After a 56 year career, it’s little wonder that he was loath to walk away from the sport he loved on a bad note. His career included riding in the Melbourne Cup in 1967, five years after he won his first race at Ascot. He also won the Group 1 Railway Stakes in 2000 on a horse named Northerly. Whilst the Australian racing board might have been trying to look after him by forcing him to retire, it’s hardly surprising that the decision to do so left him ‘heartbroken’.
David Robinson – 66
When a career spans several decades, it’s not unusual to imagine that it might just involve countless wins. That’s not quite the case with David Robinson, who rode just his 43rd career winner at the age of 66 in 2008. That might well explain why he only rode in point-to-point races and continued his work as a beef farmer, in spite of his love of horse racing and the fact that he’d been doing it for so long.

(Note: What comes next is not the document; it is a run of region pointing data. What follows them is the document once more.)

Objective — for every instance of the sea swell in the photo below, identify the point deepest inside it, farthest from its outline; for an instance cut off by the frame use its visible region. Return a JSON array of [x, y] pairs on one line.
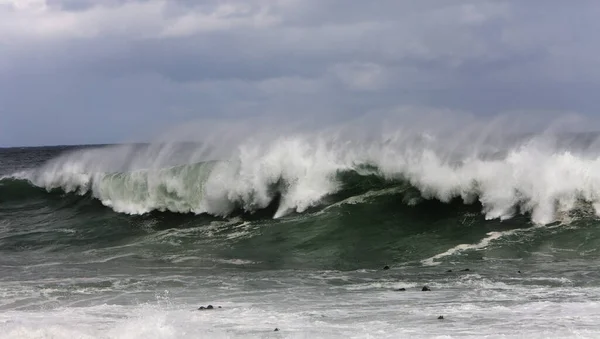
[[297, 173]]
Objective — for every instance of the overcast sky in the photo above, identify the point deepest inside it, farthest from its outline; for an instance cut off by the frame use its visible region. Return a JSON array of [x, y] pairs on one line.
[[103, 71]]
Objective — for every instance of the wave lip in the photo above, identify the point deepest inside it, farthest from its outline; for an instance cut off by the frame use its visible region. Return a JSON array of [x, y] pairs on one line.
[[299, 172]]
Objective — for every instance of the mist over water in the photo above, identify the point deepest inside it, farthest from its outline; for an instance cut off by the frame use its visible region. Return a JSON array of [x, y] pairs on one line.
[[290, 227], [220, 169]]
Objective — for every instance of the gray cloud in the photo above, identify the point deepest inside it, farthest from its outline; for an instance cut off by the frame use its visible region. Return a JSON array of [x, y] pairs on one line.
[[109, 71]]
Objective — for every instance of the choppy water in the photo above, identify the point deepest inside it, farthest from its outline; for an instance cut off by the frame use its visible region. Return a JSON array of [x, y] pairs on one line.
[[128, 241]]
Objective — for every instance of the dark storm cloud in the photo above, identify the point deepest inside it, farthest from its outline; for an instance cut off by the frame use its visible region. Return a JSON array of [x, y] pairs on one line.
[[102, 71]]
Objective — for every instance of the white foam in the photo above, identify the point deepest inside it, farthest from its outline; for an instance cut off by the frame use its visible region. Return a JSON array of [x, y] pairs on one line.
[[530, 177], [483, 243]]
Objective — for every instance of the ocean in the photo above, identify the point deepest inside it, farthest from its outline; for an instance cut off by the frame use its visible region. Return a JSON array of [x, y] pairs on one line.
[[303, 237]]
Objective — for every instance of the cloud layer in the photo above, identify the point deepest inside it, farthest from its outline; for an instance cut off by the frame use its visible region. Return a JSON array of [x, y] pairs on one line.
[[83, 71]]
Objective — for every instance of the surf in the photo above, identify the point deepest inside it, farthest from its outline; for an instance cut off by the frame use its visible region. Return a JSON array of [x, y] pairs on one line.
[[539, 176]]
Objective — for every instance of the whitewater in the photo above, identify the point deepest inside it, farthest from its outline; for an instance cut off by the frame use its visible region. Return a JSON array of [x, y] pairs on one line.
[[328, 234], [533, 176]]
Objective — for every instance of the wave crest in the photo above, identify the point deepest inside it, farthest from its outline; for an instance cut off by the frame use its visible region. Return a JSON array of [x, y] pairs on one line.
[[299, 172]]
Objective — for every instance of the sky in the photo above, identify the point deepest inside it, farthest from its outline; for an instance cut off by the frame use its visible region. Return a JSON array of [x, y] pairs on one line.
[[106, 71]]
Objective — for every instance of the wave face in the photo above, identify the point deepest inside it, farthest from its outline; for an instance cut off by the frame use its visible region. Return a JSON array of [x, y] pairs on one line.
[[541, 176]]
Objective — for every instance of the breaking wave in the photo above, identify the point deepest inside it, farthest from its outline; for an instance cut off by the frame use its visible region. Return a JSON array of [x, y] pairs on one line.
[[538, 176]]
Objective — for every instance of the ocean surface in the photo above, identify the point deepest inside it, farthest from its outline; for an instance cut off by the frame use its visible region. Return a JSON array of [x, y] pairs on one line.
[[128, 241]]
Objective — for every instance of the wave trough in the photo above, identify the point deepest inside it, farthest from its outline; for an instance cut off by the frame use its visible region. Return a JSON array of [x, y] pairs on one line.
[[532, 176]]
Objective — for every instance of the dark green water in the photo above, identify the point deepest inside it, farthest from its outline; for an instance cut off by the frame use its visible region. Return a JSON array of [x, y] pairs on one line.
[[131, 253]]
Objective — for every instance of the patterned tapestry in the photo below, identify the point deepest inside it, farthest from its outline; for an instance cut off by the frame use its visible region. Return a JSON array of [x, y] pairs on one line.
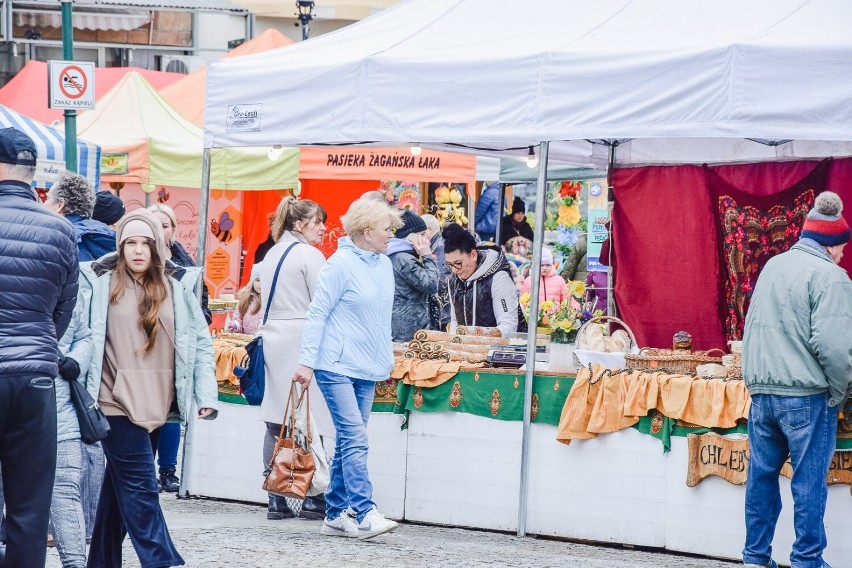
[[752, 229]]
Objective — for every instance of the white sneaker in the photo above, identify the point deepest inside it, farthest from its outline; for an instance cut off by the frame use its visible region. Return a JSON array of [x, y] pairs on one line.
[[343, 525], [375, 524]]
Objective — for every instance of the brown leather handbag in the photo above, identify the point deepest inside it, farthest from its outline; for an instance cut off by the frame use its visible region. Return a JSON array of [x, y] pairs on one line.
[[292, 467]]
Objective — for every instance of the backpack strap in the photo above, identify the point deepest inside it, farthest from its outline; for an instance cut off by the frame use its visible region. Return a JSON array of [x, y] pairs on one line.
[[275, 281]]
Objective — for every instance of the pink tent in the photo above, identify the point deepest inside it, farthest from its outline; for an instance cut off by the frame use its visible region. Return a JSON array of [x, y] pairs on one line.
[[26, 93]]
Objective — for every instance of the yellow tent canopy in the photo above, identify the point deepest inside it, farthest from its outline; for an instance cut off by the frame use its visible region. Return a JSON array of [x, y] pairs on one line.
[[146, 141]]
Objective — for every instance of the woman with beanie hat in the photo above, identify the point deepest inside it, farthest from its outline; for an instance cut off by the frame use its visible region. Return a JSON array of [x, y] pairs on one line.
[[415, 274], [167, 448], [515, 224], [797, 367], [153, 359]]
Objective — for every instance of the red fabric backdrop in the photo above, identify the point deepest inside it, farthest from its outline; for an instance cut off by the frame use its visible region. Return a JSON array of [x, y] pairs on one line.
[[668, 266]]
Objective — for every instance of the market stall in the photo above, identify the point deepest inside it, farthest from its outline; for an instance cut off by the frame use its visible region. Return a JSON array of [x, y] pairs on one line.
[[711, 82], [50, 145], [26, 92]]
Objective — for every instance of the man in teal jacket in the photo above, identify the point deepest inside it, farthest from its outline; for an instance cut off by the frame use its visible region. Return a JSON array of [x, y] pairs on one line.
[[797, 365]]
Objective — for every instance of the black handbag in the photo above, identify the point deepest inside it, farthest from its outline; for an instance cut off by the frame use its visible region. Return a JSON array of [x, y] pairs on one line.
[[251, 372], [93, 424]]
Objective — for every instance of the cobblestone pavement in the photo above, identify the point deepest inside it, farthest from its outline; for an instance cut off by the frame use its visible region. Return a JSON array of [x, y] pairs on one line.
[[237, 535]]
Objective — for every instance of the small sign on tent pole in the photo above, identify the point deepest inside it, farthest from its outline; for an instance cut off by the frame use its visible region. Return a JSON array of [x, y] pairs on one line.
[[71, 85]]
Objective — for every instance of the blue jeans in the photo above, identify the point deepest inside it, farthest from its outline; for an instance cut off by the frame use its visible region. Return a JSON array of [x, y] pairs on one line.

He was Britain’s oldest licensed jockey when he extended his winning record to 43 at Godstone in 2008, with both him and his horse Bee An Bee, having missed the previous season. Even so, he wasn’t rusty when he returned to the saddle and led throughout the race, receiving a rousing reception from the watching crowd as he entered the final straight. When the race was run, he declared himself to be ‘absolutely knackered’.
Whilst the point-to-point was where he excelled, his career as a horse owner and trainer did take him to some well-known jump racing meetings. In 2000, for example, he rode Struggles Glory in the Foxhunters’ Chase during the Grand National Festival, falling at the first fence. He then entered Struggles Glory into the Grand National itself in 2002, though chose to give up his space in the saddle for that ride.
Lester Piggott – 59
It’s not just little-known jockeys that keep racing well into their older years, as proven by the fact that Lester Piggott didn’t retire from the sport until he was 59. The man considered by many to be one of the greatest flat racing jockeys of all time, he notched up his first ever win when he was just twelve-years-old. That came in The Chase at Haydock Park in 1948, kick-starting a career that would see him named Champion Jockey 11 times.
His career saw him win 5,300 races around the world, with 4,493 of those coming in Great Britain. He finished his career with 30 English classics to his name, of which 9 came in the Epsom Derby. He also demonstrated his flexibility as a jockey by winning over hurdles on 20 occasions. Known to many as ‘The Long Fellow’, he had a competitive personality in the saddle and kept himself 30 pounds under his natural weight.
His nickname came about on account of the fact that he was surprisingly tall for a flat racing jockey, coming in at five foot eight inches. His style of racing was unique at the time, later copied by those that came after him. When he retired at the end of the 1985 flat racing season as a 59-year-old, doing what many former jockeys decide to do and becoming a trainer. He enjoyed an Indian summer of a racing career, coming out of retirement in 1990 and retiring again five years later.